Né à Bourges, en 1903, dans une famille d’intellectuels juifs russes qui avaient fui les pogroms (son père, le médecin Samuel Jankélévitch, fut le premier traducteur de Freud en français), Vladimir intègre l’Ecole normale supérieure de la rue d’Ulm en 1922. Dès 1923, il rencontre Bergson et entame avec lui une correspondance, avant de lui consacrer son premier livre. Après avoir enseigné notamment à Prague, à l’université de Toulouse et à celle de Lille, il est révoqué de la fonction publique par les lois antijuives de Vichy en juillet 1940 et rejoint la clandestinité et la Résistance.

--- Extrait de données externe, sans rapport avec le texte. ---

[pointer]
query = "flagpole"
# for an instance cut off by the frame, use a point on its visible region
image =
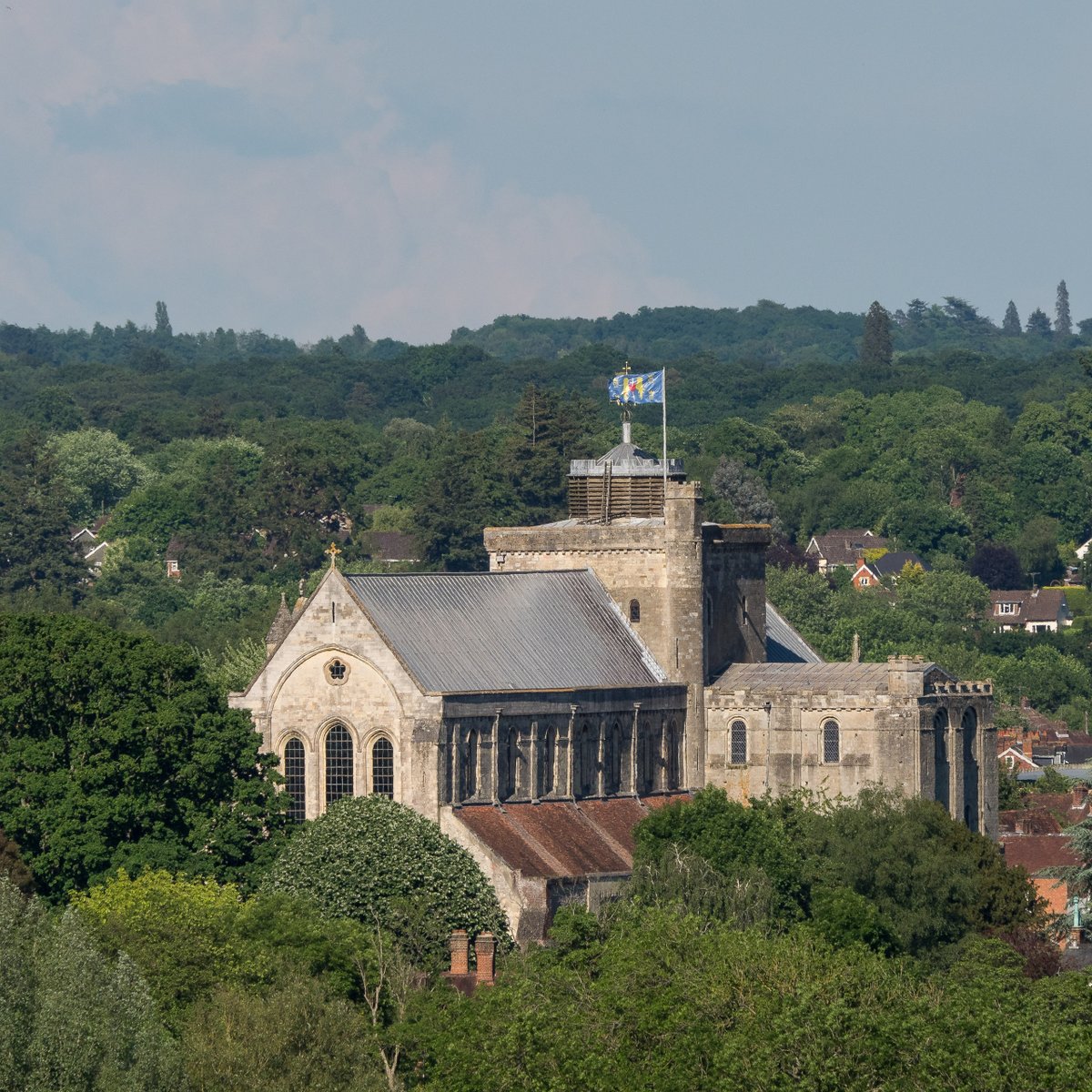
(665, 442)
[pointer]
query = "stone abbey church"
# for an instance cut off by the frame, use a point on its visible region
(603, 665)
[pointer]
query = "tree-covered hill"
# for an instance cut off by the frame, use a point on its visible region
(148, 385)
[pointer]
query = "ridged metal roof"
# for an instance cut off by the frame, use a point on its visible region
(468, 632)
(784, 644)
(812, 676)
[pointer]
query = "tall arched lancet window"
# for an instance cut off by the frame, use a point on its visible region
(943, 768)
(470, 767)
(969, 727)
(589, 760)
(549, 751)
(339, 763)
(738, 743)
(511, 775)
(612, 773)
(649, 759)
(382, 768)
(674, 754)
(831, 742)
(295, 784)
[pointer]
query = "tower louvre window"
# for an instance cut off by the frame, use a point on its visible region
(738, 756)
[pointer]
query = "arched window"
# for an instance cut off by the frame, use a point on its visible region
(589, 760)
(674, 754)
(511, 774)
(831, 742)
(738, 756)
(295, 785)
(940, 737)
(649, 759)
(382, 768)
(969, 726)
(612, 771)
(549, 751)
(339, 763)
(470, 767)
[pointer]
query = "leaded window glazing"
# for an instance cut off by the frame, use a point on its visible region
(382, 768)
(831, 742)
(339, 763)
(295, 770)
(738, 743)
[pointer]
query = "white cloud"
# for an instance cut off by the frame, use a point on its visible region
(408, 240)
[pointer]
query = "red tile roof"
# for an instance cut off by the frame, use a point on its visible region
(1032, 822)
(560, 839)
(1041, 604)
(1036, 852)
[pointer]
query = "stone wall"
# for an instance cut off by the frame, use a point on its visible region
(334, 670)
(887, 735)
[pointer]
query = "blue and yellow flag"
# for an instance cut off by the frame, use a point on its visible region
(632, 390)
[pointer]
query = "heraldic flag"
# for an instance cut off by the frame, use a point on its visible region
(632, 390)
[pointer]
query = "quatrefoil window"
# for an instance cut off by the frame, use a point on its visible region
(337, 672)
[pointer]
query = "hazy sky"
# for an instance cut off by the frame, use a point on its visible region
(304, 167)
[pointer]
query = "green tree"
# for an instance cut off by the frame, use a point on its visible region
(745, 491)
(1063, 320)
(118, 753)
(96, 470)
(191, 936)
(377, 862)
(945, 598)
(1038, 323)
(997, 567)
(38, 567)
(12, 865)
(1047, 677)
(931, 878)
(70, 1018)
(749, 844)
(296, 1035)
(162, 321)
(877, 348)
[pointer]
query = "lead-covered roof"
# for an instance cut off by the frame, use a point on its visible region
(468, 632)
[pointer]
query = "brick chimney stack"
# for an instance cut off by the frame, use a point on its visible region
(485, 953)
(460, 953)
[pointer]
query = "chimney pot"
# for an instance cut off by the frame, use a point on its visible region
(460, 953)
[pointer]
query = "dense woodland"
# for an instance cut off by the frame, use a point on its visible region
(161, 910)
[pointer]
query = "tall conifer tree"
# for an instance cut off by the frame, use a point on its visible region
(876, 347)
(1038, 323)
(1063, 321)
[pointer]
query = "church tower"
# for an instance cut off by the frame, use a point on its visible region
(693, 592)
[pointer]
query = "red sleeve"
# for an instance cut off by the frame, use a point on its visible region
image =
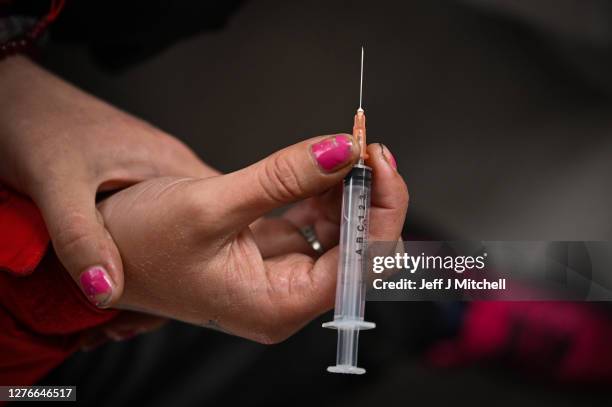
(41, 308)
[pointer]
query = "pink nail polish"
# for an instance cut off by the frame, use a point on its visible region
(332, 152)
(96, 285)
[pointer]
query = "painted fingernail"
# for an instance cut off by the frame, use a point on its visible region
(96, 284)
(332, 152)
(388, 156)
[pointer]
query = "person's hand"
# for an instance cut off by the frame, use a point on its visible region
(198, 250)
(61, 146)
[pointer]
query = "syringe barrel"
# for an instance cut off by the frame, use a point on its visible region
(350, 290)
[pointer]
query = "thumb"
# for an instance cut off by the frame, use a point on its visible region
(81, 241)
(294, 173)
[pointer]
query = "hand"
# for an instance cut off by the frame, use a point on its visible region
(60, 146)
(198, 250)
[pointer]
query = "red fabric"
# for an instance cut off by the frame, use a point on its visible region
(41, 308)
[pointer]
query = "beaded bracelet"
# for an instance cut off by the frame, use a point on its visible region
(24, 42)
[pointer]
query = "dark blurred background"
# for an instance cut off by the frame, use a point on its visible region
(498, 113)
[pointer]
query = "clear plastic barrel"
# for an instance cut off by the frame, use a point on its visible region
(351, 285)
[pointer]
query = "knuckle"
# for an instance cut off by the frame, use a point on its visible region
(272, 334)
(73, 234)
(279, 179)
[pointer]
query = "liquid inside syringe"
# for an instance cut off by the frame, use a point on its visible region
(351, 287)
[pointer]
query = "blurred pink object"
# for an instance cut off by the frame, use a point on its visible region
(564, 341)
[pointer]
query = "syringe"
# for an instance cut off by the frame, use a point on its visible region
(350, 289)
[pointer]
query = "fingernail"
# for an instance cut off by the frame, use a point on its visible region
(96, 284)
(388, 156)
(332, 152)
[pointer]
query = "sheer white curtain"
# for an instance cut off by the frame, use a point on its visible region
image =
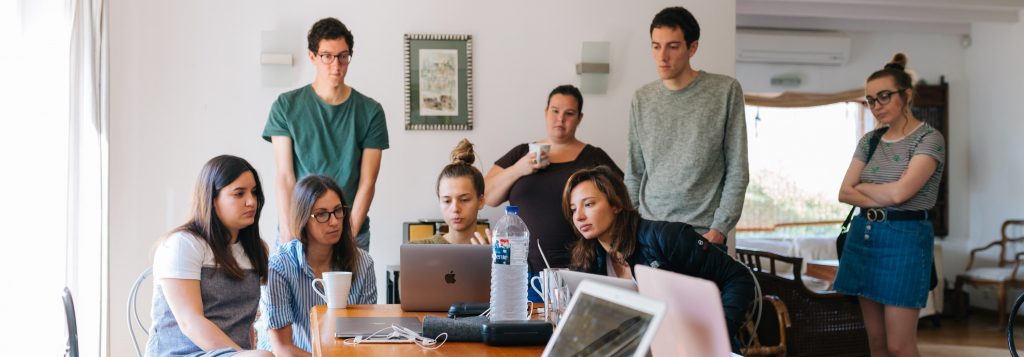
(87, 168)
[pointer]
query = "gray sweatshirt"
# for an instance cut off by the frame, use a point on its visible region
(687, 155)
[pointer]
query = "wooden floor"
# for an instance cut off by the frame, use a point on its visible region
(980, 328)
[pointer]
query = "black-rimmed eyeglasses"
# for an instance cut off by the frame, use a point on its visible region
(324, 216)
(343, 57)
(884, 97)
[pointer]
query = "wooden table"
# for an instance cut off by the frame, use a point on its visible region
(824, 269)
(325, 344)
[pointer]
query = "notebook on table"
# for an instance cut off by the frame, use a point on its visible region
(365, 326)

Sa vie et sa pensée se trouvent transformées à jamais par la guerre et la Shoah.
Arabesques et sauts périlleux
Dans notre XXIe siècle, sa singularité déconcerte. Spécialiste de Schelling et de Plotin, musicien, intellectuel élégant, au propre comme au figuré, il glisse sans prévenir de la réflexion la plus nuancée à l’engagement le plus inflexible. Certes, son style peut paraître globalement daté, car il aborde les dilemmes moraux en poète de l’équivoque, là où nos contemporains les traitent volontiers en termes de déduction logique. Jankélévitch se passionne pour l’inexprimable et le « presque-rien », tandis que nous nous débattons dans la cacophonie et le « toujours-trop ». Il pense en passant du piano au stylo, et des amphis aux manifestations. Faut-il en conclure qu’il appartient à une époque déjà lointaine, somme toute révolue ?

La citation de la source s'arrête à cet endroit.